El pasado domingo se vivió en Londres el maratón más impresionante de la historia. Por primera vez se rebajó la barrera de las dos horas, en una carrera que ya es legendaria.

Ese día, un hombre brilló, con una actuación intachable que lo coloca tocando a la puerta del olimpo de los corredores de fondo, ahí, acompañando en el podio a Haile Gebrselassie y Kenenisa Bekele. Y, lo más increíble de todo: perdió la carrera.

Sabastian Sawe, con su victoria y récord del mundo en Londres, se ha convertido merecidamente en un fenómeno mediático, heredero de Kipchoge. Once segundos tras él, también por debajo de las dos horas y destrozando el récord del mundo de Kiptum, entraba el etíope Yomif Kejelcha, un tipo tranquilo y simpático, fino y afilado como una aguja, con el desparpajo y la valentía de los grandes campeones, en segunda posición. Otra vez. Como cada vez. Las cámaras no grabaron su entrada a meta. Estaban demasiado ocupadas con Sawe.

En la previa de Londres, Kejelcha bromeaba relajado con un periodista a la pregunta de si se veía bajando de las dos horas: “Imposible, soy un debutante…aunque, si (Sawe y Kiplimo) van a ese ritmo, yo iré con ellos”.

Kejelcha firmó el mejor debut en maratón de la historia, superando en más de 2 minutos el anterior récord debutante (Kiptum), en una carrera tan difícil de dominar como el maratón. El etíope destrozó el anterior récord del mundo, demostrando un rango inigualable, en una prueba de la que, a diferencia de Sawe, no es especialista. Y eso es lo que le hace tan especial. Nadie ha competido a tal nivel en todas las distancias del atletismo de fondo.

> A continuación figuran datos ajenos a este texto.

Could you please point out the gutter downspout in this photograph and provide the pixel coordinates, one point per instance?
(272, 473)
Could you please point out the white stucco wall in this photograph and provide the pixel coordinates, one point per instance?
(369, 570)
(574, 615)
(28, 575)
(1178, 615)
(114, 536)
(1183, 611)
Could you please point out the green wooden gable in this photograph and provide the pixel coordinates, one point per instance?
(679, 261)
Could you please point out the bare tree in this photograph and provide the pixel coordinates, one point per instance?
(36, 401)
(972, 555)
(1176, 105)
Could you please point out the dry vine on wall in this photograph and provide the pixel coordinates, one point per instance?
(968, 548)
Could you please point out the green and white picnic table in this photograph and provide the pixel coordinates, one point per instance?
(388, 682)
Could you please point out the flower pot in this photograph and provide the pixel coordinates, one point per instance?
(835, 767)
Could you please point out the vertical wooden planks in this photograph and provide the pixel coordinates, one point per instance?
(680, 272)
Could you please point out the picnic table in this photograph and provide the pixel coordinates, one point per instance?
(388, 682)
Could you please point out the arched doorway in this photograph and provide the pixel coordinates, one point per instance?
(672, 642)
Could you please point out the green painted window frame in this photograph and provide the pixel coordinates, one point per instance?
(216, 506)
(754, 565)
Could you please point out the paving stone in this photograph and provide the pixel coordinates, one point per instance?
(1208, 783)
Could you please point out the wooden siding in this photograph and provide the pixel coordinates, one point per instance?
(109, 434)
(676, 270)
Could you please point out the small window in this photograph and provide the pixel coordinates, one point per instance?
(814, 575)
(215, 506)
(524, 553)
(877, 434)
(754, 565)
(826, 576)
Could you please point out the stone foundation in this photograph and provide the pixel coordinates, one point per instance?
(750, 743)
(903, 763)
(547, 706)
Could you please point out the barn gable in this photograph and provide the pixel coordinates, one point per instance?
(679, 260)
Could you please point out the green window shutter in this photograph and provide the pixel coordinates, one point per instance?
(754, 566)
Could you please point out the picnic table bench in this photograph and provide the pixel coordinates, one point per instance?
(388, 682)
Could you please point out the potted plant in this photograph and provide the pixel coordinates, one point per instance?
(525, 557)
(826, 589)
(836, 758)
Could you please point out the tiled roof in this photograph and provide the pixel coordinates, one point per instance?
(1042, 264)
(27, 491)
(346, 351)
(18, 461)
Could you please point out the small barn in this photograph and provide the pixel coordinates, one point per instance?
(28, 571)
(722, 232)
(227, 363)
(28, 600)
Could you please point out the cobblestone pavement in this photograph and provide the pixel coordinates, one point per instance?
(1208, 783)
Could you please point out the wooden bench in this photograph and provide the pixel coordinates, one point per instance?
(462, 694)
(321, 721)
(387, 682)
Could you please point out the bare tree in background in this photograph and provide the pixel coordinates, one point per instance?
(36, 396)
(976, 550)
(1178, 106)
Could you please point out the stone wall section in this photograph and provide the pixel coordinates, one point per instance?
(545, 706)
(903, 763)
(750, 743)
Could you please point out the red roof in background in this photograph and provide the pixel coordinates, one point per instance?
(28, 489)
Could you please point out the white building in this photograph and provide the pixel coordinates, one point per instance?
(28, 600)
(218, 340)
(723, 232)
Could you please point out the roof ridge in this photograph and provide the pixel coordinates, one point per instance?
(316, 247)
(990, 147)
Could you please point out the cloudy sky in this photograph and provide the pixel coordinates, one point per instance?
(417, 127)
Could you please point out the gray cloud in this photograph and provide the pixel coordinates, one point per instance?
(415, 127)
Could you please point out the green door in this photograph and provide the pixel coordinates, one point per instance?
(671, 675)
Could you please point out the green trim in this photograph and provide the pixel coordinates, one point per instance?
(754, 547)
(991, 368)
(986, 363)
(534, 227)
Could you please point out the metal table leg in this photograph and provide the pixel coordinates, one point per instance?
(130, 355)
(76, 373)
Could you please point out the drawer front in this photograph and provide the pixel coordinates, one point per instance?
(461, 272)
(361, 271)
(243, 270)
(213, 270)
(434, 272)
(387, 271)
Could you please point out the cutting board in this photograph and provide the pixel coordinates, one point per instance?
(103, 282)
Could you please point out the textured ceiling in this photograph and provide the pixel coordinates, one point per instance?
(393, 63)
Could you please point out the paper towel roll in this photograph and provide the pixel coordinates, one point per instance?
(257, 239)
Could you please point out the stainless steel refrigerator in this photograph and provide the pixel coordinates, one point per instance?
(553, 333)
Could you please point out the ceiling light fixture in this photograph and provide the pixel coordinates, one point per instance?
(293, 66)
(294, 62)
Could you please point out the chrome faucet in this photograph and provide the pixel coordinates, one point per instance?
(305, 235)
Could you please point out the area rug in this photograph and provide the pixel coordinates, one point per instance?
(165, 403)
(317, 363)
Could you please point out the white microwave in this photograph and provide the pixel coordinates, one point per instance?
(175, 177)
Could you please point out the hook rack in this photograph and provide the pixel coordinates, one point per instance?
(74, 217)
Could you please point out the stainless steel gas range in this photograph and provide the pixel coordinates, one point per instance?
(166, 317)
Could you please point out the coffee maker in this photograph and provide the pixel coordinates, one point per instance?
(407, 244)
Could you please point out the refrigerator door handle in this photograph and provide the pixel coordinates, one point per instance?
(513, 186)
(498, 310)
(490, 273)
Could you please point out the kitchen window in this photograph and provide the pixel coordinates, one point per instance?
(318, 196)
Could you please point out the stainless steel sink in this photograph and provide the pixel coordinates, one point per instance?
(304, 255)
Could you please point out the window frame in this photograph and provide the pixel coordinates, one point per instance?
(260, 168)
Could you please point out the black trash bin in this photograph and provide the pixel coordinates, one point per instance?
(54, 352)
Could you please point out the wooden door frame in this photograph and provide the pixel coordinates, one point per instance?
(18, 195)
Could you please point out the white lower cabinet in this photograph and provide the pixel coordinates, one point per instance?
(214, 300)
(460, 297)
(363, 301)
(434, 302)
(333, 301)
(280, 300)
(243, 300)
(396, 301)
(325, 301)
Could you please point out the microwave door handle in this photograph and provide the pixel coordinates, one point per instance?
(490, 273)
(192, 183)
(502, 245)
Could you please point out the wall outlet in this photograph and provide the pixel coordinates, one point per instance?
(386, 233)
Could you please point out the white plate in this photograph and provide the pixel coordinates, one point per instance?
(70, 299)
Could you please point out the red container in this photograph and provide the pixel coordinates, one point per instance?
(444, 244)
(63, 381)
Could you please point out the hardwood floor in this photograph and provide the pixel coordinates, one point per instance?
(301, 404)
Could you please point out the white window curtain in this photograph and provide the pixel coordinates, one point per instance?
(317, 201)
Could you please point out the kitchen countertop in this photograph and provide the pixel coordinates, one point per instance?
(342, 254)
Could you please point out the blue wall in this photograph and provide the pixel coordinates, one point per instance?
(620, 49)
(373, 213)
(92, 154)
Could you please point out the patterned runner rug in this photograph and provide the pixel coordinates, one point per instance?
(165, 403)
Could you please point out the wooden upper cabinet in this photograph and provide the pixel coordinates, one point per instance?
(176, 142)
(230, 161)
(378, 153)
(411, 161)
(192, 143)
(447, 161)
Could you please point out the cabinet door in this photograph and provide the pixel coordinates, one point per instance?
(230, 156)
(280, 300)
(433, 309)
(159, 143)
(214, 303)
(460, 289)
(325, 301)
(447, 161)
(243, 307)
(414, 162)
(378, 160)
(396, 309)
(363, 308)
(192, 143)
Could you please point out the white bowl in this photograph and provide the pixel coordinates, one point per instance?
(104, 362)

Repasemos. Kejelcha fue récord del mundo de la milla en pista corta (3:47.01 superando un récord de 22 años de el mismísimo El Guerrouj), 12:38 en 5000m (4a marca de la historia), 26:31 en 10000m (7a marca de la historia), 57:30 en medio maratón (récord del mundo), 1:59:41 en maratón (2a marca de la historia).

Incluso corredores excepcionales como Jakob Ingebrigsten, capaz de dominar el 1500m y el 5000m, o Joshua Cheptegei, con récords del mundo en 5000m y 10000m, no son tan competitivos fuera de esas distancias.

Y sin embargo, le falta lo más importante, la victoria. Kejelcha tiene una poética historia de segundos puestos: dos platas en 10000m en campeonatos del mundo (Doha, Tokyo), dos segundos puestos en finales de la diamond league, diplomas olímpicos…también tiene el segundo mejor crono del mundo en: 5 km de asfalto, 10km y, ahora, en maratón. El mejor corredor del mundo, condenado a no ganar una carrera importante.

Recuerda a Paul Tergat, subcampeón del mundo en cuatro ocasiones consecutivas (1995, 1997, 1999, 2001) y plata olímpica en dos (Atlanta 96 y Sydney 2000). Todas ellas por detrás de Haile Gebrselassie.

En este deporte es tan importante ser el más rápido como ganar carreras y, con campeonatos cada vez más tácticos, las buenas marcas no aseguran las victorias. Kejelcha lo tiene todo para ser una leyenda como sus dos compatriotas etíopes. Tiene 28 años y un futuro brillante en una prueba que premia más la capacidad pura de correr rápido que otras distancias. Y no tiene a un Gebrselassie como Tergat. El récord del mundo está en sus pies, hasta dónde puede llegar está por ver.

Es por ello que me ha parecido algo injusto ver el poco reconocimiento que se está llevando estos días un atleta que ha logrado una hazaña única e irrepetible, y al que sólo espero que le llegue el momento.

Mientras tanto, seguiremos disfrutando de este maravilloso deporte.